Social Psychology Ch. 4 Flashcards
Social Categorization
The process of forming categories of people based on their common attributes.
Social Cognition
The way in which we interpret, analyze, remember, and use information about the social world.
Prototype
The most representative member of a category.
Schema
A Schema is an organized structure of knowledge about a stimulus that is built up from experience and that contains causal relations; it is a theory about how the social world operates.
Gender Schema
A cognitive structure for processing information based on its perceived female or male qualities.
Script
A Schema that describes how a series of events is likely to occur in a well-known situation and which is used as a guide for behavior and problem solving.
Priming
The process by which recent exposure to certain stimuli or events increases the accessibility of certain memories, categories, or schemas.
Heuristics
Time-saving mental shortcuts that reduce complex judgments to simple rules.

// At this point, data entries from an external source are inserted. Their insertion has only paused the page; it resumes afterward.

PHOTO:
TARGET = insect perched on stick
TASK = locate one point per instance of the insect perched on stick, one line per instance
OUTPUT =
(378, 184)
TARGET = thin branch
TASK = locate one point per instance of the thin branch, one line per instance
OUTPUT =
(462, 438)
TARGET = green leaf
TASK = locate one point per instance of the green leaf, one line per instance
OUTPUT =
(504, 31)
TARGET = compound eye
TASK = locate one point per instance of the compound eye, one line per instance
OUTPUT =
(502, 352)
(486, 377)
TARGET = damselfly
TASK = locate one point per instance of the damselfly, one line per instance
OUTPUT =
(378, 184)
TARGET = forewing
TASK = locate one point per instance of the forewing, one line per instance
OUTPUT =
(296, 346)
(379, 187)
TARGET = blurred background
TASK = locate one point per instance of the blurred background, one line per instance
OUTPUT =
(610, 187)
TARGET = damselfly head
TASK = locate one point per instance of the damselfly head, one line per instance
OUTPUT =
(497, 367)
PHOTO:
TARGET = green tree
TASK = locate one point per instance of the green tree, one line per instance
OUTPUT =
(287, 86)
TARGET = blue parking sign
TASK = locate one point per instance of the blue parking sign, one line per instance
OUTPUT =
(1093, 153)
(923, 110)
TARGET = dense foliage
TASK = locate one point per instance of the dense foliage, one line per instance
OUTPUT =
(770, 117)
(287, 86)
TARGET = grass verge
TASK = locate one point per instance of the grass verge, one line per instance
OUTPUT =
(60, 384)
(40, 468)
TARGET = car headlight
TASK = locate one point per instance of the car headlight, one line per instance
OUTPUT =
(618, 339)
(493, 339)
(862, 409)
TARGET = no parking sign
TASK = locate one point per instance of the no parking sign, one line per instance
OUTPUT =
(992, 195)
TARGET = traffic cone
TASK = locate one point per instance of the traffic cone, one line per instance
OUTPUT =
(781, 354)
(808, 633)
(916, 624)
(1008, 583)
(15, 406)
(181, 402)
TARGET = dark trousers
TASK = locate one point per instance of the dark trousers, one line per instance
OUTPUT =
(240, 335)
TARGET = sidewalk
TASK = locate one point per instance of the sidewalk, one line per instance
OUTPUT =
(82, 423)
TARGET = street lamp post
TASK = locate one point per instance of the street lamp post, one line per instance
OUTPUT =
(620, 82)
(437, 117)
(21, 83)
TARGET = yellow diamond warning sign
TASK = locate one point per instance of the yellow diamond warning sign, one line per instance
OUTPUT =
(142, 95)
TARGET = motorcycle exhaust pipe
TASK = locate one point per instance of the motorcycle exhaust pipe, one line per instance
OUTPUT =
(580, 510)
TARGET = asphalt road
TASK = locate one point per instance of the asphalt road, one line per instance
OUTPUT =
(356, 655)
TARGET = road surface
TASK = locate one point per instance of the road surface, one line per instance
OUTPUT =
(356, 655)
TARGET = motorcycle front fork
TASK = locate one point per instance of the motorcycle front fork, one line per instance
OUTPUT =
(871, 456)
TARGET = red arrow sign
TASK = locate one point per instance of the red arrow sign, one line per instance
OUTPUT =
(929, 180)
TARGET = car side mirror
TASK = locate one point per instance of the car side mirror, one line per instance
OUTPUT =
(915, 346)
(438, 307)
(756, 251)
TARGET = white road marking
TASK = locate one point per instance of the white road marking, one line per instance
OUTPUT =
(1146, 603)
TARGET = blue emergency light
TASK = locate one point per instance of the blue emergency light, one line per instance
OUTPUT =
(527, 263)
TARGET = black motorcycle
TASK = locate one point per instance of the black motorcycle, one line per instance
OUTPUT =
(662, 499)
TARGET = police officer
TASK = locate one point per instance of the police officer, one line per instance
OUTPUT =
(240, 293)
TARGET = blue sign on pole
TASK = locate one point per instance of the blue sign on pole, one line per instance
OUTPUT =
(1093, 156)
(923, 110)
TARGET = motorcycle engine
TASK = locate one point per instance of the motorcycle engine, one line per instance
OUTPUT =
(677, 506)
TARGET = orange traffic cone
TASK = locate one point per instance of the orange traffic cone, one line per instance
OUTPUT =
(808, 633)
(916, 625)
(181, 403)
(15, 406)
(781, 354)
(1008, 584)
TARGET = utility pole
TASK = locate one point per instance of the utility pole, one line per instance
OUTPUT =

Representativeness Heuristic
The tendency to judge the category membership of things based on how closely they match the “typical” or “average” member that category.
Availability Heuristic
The tendency to judge the frequency or probability of an event in terms of how easy it is to think of examples of that event.
Anchoring and Adjustment Heuristic
A tendency to be biased toward the starting value or anchor in making quantitative judgments.
Hindsight Bias
The tendency to, once an event has occurred, to overestimate our ability to have foreseen the outcome.
Counterfactual Thinking
The tendency to evaluate events by imagining alternative versions or outcomes to what actually happened.
Thought Supression
The attempt to prevent certain thoughts from entering consciousness.
Person Perception
The process by which we try to detect other people’s temporary states and enduring dispositions (also called Social Perception)
Central Trait
Traits that exert a disproportionate influence on people’s overall impressions, causing them to assume the presence of other traits.
Implicit Personality Theories
A type of Schema people use to organize and make send of which personality traits and behaviors go together.
Confirmation Bias
The tendency to seek information that supports our beliefs while ignoring disconfirming information.
Attribution
The process by which people use information to make inferences about the causes of behavior or events.
Internal Attribution
An attribution that locates the cause of an event to factors internal to the person, such as personality traits, moods attitudes, abilities, or effort.
External Attribution
An attribution that locates the cause of an event to factors EXTERNAL to the person, such as luck, or other people, or the situation.
Fundamental Attribution Error
The tendency to over-estimate the impact of dispositional causes and underestimate the impact of situational causes on other people’s behavior.
Actor-Observer Effect
The tendency for people to a attribute their own behavior to EXTERNAL causes BUT that of others to INTERNAL factors.
Dual-Process Models of Attribution
Theories of attribution that propose that people initially engage in relatively automatic and simple attributional assessment but then later consciously correct this attribution with more deliberate and effortful thinking.